Unexpected unequal sharing of data between nodes - cassandra

I have configured cassandra cluster with 4 nodes with 2 seeds. When I run nodetool status, the owns for the individual nodes are as follows,
node1 (seed1) - 24.5%
node2 - 15.0%
node3(seed2) - 46.1%
node4 - 14.5%
should owns should have equal %. If so how can i make that equal. And when i make down node2 and node4 i can able to insert/retrieve data with replication factor 2. But when i make node1 or node2 i can not.Getting the following exception,
SEVERE: me.prettyprint.hector.api.exceptions.HUnavailableException: : May not be enough replicas present to handle consistency level.
java.lang.Exception: me.prettyprint.hector.api.exceptions.HUnavailableException: : May not be enough replicas present to handle consistency level.
at com.july.storage.cassandra.util.CassandraDBUtil.getData(CassandraDBUtil.java:197)
at com.july.storage.cassandra.util.CassandraDBUtil.doSelect(CassandraDBUtil.java:370)
at com.july.storage.cassandra.action.CassandraHandler.getCall(CassandraHandler.java:127)
at com.july.storage.service.StorageService.GET(StorageService.java:58)
at com.july.storage.cassandra.action.CassandraHandler.main(CassandraHandler.java:571)
Caused by: me.prettyprint.hector.api.exceptions.HUnavailableException: : May not be enough replicas present to handle consistency level.
at me.prettyprint.cassandra.service.ExceptionsTranslatorImpl.translate(ExceptionsTranslatorImpl.java:59)
at me.prettyprint.cassandra.model.CqlQuery$1.execute(CqlQuery.java:130)
at me.prettyprint.cassandra.model.CqlQuery$1.execute(CqlQuery.java:100)
at me.prettyprint.cassandra.service.Operation.executeAndSetResult(Operation.java:103)
at me.prettyprint.cassandra.connection.HConnectionManager.operateWithFailover(HConnectionManager.java:258)
at me.prettyprint.cassandra.model.ExecutingKeyspace.doExecuteOperation(ExecutingKeyspace.java:97)
at me.prettyprint.cassandra.model.CqlQuery.execute(CqlQuery.java:99)
at com.july.storage.cassandra.util.CassandraDBUtil.getData(CassandraDBUtil.java:179)
Thanks,
Sangeetha

An imbalance can depend on a lot of factors, and you haven't given us very much to go on.
How much data is in your cluster?
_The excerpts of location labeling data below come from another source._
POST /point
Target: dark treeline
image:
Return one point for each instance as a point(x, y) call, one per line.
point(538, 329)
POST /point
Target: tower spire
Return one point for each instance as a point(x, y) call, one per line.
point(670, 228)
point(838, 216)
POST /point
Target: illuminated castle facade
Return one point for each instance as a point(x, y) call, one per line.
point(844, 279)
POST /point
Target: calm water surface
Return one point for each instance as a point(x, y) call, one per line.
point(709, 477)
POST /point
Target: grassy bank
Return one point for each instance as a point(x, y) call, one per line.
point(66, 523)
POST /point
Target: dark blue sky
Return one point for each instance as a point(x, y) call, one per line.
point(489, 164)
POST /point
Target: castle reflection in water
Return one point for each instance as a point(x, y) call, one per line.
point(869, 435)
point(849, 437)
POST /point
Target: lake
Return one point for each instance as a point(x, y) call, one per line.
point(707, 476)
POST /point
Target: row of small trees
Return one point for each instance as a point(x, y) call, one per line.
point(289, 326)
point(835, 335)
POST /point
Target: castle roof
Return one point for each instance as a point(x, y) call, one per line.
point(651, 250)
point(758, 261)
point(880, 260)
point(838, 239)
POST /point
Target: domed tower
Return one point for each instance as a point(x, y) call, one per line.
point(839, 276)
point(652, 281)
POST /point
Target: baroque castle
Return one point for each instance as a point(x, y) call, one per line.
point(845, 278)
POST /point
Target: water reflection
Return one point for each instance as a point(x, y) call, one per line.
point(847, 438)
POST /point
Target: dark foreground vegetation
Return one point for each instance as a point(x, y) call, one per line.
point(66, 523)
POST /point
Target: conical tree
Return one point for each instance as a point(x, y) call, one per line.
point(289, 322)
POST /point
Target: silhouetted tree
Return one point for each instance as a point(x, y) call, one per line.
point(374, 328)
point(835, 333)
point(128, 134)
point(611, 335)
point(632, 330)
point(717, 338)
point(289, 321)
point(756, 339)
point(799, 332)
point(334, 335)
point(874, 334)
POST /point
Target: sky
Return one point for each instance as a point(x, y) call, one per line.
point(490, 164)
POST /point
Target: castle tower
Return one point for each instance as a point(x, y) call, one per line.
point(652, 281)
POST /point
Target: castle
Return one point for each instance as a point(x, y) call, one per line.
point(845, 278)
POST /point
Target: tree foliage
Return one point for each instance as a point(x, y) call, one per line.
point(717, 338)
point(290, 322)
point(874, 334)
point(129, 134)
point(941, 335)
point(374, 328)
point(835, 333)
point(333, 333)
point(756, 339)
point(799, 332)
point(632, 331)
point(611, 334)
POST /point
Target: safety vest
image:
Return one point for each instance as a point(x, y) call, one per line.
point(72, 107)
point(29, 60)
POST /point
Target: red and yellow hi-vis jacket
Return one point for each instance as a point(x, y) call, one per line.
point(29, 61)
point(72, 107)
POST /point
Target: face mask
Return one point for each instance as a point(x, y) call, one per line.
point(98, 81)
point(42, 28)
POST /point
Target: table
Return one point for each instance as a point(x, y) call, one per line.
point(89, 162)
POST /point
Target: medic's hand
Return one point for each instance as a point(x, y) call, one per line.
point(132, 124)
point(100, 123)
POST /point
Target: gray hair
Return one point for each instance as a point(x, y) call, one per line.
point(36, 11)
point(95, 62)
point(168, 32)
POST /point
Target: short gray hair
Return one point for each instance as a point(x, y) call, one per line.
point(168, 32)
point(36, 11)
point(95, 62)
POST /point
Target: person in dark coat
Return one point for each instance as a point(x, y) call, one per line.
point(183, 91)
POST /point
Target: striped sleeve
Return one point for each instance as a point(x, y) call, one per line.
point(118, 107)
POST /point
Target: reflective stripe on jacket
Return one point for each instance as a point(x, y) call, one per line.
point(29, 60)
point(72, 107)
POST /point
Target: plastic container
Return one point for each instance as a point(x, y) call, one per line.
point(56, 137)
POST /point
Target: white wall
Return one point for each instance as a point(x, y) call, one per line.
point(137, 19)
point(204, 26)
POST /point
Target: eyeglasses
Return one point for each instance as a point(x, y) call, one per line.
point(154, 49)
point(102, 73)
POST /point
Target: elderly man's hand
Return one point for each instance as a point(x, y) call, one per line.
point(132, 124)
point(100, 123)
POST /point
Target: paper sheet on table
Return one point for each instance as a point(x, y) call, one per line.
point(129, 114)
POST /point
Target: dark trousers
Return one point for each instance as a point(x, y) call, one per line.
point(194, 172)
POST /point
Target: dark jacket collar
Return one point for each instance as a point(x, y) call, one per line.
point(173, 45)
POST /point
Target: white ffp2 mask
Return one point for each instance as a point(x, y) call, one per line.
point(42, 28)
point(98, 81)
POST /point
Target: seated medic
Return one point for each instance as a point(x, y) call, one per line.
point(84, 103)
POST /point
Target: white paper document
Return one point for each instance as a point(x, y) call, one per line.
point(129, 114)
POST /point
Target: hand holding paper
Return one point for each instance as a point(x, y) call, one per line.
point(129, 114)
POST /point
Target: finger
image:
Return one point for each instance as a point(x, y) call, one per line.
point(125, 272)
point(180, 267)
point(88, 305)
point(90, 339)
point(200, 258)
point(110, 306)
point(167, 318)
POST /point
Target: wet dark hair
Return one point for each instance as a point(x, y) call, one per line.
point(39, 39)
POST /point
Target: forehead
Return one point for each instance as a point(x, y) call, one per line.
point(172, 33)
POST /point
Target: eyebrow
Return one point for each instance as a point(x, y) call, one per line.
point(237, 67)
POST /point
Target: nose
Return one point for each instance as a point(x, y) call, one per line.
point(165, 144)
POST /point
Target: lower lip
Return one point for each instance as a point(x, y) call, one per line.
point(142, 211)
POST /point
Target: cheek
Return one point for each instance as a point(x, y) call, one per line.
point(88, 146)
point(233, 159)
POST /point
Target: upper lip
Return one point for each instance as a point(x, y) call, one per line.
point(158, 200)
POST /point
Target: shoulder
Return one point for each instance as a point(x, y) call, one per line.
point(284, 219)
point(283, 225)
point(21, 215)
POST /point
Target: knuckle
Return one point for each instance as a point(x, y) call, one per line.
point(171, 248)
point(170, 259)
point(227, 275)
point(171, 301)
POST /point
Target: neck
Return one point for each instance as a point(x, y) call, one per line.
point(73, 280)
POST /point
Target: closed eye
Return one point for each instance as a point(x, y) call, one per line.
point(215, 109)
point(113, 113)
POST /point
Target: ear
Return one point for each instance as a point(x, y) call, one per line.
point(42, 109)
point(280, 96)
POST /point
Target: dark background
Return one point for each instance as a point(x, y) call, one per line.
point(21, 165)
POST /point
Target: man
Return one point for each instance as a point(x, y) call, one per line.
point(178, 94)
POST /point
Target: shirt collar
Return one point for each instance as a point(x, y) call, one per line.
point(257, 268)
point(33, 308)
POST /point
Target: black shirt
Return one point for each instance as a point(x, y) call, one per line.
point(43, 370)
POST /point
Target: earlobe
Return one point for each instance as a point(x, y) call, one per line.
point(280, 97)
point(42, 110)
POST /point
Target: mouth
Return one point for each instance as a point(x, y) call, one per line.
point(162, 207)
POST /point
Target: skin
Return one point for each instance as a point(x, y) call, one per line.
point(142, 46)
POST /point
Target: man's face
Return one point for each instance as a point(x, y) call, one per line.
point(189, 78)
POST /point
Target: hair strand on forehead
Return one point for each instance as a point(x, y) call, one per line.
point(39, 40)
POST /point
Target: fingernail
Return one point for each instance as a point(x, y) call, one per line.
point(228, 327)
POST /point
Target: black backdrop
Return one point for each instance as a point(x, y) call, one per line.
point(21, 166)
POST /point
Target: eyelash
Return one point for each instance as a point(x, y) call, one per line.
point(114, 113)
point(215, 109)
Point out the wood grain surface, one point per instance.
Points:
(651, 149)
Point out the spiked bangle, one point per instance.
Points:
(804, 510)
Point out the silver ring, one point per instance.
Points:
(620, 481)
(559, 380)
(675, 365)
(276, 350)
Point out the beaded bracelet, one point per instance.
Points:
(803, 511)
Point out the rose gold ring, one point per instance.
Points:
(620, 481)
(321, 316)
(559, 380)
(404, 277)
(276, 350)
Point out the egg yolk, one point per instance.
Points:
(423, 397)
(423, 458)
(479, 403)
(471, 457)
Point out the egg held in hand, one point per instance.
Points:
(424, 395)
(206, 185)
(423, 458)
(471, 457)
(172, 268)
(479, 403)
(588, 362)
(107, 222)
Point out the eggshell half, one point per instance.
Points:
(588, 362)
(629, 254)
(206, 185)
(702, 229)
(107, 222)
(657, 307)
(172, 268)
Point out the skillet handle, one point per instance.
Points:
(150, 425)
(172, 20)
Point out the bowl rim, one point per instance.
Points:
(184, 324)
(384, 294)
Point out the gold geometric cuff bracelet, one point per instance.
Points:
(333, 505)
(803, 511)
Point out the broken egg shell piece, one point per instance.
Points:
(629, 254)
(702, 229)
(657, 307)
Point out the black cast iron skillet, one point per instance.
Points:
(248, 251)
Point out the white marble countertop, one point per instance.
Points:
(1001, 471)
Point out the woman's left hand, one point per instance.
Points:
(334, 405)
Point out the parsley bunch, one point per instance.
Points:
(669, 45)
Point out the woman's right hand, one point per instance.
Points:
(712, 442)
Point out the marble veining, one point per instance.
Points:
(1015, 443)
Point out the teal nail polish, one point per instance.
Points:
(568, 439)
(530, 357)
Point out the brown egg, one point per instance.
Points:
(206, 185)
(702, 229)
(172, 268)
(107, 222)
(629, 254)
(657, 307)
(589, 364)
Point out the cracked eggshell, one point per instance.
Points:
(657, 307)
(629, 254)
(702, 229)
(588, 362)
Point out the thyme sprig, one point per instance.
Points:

If there's not very much then this is completly normal. If you only have a thousand rows in the cluster then it's extremely unlikely that you would get an even distribution.
Have you enabled vnodes? If you're using a recent version, like 1.2.5, this is enabled by default. If you have an older version or have disabled vnodes then it's not uncommon to have unbalanced nodes. You can mode nodes manually using nodetool, but don't do it on your production system, test it first in a test environment.
Which partitioner are you using? If you don't know you're using a random partitioner, which should increase the likelihood of an even distribution, but if you've changed to an ordered partitioner you can't expect to get even distribution, you need to move the nodes manually as you add data to the cluster.
The reason why you can't retrieve data when two nodes are down is probably that the row you're retrieving resided on those two nodes, with only four nodes and a replication factor of two it's quite likely -- especially since you can get the data when only the other two nodes are up. Try another row and you will most likely get different results, and try changing the consistency level of the request to one (you didn't say what consistency level you were using, so I assume you're reading at quorum, which with a replication factor of two means that both nodes must be up).

Related

How to determine the sync status is up to date for particular node in a Cassandra cluster?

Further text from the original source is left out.